Pela primeira vez na história do País, uma advogada transgênero fez uma sustentação oral nesta quarta-feira, 7, perante os ministros do Supremo Tribunal Federal (STF). “Negar a uma pessoa o direito ao nome e a expressão da sua dignidade é negar o direito de existir. Requer-se a Vossas Excelências, portanto, que não nos neguem esse direito”, declarou a advogada Gisele Alessandra Schmidt.

Gisele representa a ONG Dignidade, que atua no processo que discute a possibilidade de transexuais mudarem seu gênero no registro civil sem a necessidade de realização de cirurgia de mudança de sexo. Hoje, o plenário do STF voltou a debater o caso, porém o julgamento foi adiado pela segunda vez e os ministros apenas ouviram as posições de advogados. Não há previsão para uma nova análise do processo.

“Como tudo na vida das pessoas trans é extremado, comigo não poderia ser diferente. Esta a primeira sustentação oral que eu faço nos meus dois anos de advocacia e ela acontece justamente na Suprema Corte do nosso País. Sinto que estou fazendo história, mas se estou aqui perante Vossas Excelências é porque sou uma sobrevivente”, disse Gisele, lembrando casos de preconceito e transfobia no País.

Durante a sua sustentação, a jurista declarou que não realizou a cirurgia para a mudança de sexo por “não considerar que uma parte de seu corpo a define enquanto mulher e por não ter a mínima estrutura ou coragem para realizar um procedimento tão invasivo que poderia colocar a sua vida em risco”.

Ela também defendeu que o “vácuo normativo” no ordenamento jurídico brasileiro sobre a possibilidade de mudança de sexo para pessoas trans as deixa suscetíveis a toda sorte de interferências, condicionamentos e dificuldades para conquistarem o direito da mudança de prenome, o que muitas vezes nem chega a ocorrer ao final dos processos judiciais de acordo da interpretação do magistrado.

“Muitas vezes se nos permitem mudar o prenome, não nos permitem mudar o designativo de sexo.
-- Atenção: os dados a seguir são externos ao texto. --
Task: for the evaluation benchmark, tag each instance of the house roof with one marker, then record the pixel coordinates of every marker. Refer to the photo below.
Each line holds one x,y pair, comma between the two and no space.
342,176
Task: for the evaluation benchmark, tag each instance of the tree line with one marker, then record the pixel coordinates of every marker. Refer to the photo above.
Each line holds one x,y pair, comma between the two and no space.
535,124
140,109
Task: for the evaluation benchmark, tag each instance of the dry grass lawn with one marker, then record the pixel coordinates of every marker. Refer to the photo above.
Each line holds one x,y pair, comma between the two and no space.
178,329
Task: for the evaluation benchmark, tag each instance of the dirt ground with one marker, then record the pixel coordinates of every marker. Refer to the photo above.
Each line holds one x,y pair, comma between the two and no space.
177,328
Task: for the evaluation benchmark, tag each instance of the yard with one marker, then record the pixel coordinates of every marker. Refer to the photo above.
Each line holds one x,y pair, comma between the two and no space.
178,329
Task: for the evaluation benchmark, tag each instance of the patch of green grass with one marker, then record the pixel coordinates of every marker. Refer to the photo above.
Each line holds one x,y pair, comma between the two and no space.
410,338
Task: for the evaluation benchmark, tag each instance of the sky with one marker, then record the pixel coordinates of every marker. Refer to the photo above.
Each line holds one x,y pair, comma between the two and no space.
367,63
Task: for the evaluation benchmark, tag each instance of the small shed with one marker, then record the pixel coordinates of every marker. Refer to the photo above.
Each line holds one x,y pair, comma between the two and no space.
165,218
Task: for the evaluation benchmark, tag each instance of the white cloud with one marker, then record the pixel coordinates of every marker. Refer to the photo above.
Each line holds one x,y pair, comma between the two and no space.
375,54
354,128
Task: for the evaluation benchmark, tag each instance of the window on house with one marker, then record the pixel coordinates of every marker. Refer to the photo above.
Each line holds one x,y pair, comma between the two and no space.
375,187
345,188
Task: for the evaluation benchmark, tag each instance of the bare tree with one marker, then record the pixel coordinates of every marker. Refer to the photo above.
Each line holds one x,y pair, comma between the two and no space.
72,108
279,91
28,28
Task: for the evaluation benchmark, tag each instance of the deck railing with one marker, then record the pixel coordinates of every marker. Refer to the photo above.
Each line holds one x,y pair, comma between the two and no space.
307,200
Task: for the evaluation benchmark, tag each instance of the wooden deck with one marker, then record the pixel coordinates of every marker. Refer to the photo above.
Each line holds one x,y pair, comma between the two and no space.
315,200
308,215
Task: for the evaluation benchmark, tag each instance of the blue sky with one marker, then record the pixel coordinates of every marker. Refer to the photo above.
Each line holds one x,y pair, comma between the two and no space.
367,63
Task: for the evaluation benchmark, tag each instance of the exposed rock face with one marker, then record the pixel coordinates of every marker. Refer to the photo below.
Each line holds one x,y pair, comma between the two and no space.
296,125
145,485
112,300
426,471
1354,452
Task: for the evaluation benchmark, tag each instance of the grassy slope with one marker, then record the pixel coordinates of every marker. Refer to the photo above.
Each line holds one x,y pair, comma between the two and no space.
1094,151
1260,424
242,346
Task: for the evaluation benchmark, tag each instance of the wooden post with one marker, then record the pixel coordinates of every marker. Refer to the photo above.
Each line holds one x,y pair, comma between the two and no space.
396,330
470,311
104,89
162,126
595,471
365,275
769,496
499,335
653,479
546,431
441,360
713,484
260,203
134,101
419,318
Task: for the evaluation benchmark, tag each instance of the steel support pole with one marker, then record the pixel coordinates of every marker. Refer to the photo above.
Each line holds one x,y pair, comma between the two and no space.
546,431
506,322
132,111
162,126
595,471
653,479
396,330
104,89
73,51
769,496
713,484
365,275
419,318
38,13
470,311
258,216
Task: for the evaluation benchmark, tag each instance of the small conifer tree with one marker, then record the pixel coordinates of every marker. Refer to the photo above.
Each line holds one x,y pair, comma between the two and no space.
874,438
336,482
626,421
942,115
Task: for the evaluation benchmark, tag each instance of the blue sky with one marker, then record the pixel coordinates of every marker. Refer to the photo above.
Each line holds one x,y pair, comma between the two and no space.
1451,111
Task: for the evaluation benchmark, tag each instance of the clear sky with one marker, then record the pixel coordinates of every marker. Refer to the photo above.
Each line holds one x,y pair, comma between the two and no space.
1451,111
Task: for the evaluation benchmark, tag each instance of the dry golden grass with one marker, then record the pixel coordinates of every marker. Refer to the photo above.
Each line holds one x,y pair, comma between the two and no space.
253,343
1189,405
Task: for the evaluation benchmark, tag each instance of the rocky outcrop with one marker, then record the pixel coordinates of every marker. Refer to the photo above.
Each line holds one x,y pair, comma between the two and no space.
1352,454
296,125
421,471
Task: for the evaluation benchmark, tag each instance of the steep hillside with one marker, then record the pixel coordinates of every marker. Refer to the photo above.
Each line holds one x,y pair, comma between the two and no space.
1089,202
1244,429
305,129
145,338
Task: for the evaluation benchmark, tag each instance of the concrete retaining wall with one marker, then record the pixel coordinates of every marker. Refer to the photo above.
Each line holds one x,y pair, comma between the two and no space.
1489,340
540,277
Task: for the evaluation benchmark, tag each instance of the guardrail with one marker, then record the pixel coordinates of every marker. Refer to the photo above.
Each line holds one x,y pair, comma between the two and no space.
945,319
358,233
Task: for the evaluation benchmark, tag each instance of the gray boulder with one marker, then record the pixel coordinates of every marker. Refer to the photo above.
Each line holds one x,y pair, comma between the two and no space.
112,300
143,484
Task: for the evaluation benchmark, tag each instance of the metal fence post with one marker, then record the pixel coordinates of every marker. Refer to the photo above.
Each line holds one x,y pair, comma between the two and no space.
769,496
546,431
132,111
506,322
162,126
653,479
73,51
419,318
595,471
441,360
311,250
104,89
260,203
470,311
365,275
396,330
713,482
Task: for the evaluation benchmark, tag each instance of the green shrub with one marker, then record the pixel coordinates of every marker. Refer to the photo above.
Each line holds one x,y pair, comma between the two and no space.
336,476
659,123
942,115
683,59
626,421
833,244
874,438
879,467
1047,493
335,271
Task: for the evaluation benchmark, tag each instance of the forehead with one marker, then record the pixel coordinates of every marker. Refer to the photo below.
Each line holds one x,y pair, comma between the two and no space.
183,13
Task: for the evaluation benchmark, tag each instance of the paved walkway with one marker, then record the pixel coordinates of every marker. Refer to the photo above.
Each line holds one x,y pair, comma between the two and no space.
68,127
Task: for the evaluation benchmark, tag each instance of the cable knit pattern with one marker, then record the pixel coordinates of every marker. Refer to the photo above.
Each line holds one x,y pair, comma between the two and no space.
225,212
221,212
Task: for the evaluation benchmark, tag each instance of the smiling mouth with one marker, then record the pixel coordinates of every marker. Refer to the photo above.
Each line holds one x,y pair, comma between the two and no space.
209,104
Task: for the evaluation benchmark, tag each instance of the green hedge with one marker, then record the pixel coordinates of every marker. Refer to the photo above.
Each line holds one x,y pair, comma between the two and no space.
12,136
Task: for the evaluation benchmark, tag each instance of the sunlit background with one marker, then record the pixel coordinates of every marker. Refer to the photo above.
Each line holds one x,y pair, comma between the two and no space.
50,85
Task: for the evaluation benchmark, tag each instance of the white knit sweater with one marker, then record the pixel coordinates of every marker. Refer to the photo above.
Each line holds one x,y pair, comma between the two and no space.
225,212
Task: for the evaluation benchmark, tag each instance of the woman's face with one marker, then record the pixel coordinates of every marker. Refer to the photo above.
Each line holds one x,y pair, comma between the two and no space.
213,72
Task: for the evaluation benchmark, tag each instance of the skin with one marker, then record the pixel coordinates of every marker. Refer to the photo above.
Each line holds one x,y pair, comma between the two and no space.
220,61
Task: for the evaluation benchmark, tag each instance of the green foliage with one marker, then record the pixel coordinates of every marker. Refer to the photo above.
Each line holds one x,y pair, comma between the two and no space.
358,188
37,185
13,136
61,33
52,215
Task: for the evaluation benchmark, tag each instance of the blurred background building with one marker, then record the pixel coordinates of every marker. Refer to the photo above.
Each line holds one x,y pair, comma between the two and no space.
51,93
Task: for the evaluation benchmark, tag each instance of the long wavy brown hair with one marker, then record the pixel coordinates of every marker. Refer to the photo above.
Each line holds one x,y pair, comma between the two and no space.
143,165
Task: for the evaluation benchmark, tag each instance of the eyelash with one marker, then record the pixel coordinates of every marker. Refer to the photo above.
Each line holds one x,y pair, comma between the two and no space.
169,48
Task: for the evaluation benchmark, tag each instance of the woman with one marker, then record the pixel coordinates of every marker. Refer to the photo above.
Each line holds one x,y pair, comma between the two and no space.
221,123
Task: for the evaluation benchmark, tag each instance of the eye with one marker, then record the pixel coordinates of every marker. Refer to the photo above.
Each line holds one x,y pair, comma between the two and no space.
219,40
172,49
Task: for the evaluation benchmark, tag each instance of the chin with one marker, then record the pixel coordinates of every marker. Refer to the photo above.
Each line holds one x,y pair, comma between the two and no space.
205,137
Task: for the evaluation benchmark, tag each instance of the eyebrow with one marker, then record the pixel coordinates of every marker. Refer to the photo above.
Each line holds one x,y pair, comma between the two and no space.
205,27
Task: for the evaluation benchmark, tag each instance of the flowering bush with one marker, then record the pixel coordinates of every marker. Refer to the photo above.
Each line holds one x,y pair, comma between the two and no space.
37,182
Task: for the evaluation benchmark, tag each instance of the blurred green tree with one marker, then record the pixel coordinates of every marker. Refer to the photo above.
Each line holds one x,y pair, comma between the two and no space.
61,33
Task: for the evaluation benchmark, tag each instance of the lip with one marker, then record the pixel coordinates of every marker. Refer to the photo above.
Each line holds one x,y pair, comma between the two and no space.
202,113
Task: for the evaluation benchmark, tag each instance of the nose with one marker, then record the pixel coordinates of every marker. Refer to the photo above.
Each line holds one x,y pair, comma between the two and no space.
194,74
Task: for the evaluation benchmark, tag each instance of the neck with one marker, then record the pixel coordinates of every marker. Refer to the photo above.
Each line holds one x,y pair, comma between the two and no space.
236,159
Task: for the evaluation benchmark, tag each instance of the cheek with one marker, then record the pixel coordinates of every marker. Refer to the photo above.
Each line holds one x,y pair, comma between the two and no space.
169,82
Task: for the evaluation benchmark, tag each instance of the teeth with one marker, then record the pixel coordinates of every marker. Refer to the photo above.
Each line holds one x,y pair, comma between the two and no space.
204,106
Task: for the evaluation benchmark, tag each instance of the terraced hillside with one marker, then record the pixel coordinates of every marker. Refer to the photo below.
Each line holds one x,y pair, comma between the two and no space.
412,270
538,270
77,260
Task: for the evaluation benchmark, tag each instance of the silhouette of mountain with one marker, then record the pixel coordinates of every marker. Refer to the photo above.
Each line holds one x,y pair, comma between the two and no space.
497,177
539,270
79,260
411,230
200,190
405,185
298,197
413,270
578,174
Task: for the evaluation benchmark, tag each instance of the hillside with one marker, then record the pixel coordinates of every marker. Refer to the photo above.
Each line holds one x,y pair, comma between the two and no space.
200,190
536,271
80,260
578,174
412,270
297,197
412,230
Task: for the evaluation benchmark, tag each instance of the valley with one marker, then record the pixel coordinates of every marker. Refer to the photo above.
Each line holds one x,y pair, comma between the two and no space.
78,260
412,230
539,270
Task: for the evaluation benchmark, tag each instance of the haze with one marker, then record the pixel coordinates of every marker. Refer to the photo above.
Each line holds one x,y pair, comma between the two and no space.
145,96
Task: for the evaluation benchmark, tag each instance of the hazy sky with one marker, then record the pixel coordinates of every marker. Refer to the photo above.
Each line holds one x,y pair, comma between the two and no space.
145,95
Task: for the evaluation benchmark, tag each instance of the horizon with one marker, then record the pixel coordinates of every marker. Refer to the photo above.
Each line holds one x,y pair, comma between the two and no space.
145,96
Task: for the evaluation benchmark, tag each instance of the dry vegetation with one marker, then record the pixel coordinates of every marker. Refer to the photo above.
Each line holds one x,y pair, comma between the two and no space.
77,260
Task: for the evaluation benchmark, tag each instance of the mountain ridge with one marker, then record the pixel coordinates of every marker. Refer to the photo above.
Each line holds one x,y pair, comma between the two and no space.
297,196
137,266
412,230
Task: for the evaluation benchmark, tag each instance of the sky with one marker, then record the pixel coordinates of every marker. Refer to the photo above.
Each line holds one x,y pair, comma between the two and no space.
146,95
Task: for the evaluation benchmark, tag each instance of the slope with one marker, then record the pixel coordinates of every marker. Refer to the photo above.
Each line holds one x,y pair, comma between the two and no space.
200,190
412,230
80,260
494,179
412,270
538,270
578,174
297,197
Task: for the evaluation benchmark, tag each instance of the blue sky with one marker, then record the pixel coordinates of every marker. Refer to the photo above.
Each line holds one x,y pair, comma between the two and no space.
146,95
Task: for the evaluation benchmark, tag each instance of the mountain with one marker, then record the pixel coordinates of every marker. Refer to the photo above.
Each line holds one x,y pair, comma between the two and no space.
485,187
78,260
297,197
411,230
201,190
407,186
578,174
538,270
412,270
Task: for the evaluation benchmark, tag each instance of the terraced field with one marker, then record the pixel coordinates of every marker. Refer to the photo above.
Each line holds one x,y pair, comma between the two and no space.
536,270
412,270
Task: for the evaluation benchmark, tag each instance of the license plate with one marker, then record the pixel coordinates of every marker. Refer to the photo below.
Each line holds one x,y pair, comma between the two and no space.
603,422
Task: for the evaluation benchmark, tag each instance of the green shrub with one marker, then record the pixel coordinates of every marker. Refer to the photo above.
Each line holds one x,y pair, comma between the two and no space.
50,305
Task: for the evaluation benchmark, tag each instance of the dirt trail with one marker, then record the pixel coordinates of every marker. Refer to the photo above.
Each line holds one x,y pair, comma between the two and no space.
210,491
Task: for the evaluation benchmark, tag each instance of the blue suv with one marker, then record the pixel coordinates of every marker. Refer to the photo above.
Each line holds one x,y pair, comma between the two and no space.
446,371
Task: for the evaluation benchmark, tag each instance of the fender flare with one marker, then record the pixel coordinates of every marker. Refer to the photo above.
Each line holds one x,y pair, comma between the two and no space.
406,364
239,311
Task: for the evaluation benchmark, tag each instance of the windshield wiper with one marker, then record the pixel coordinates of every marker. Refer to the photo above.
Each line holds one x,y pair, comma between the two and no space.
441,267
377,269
Temos que obter um laudo médico que ateste termos um transtorno mental. Somos ouvidas pela Justiça, também são ouvidas testemunhas e nossas memórias são escrutinadas através de fotografias que demonstrem ser quem dizemos ser. Tudo para provar que nossa identidade não é um delírio”, afirmou Gisele.

Entenda o caso
Na ação em análise no STF, um transexual recorreu contra decisão do Tribunal de Justiça do Rio Grande do Sul (TJ-RS) da mudança de feminino para masculino na identidade, mesmo sem a cirurgia, desde que constasse também que se tratava de uma pessoa transexual.

No recurso, o transexual diz que a Constituição Federal rechaça preconceitos de sexo e quaisquer outras formas de discriminação. “O que se busca é um precedente histórico de enorme significado e repercussão, não só jurídica, mas também de inegável repercussão social”, diz a peça.

O TJ-RS, por sua vez, alegou que mandou inserir a condição de transexual seguindo princípios da publicidade e da veracidade dos registros públicos, “pois estes devem corresponder à realidade fenomênica do mundo, sobretudo para resguardo de direitos e interesses de terceiros”.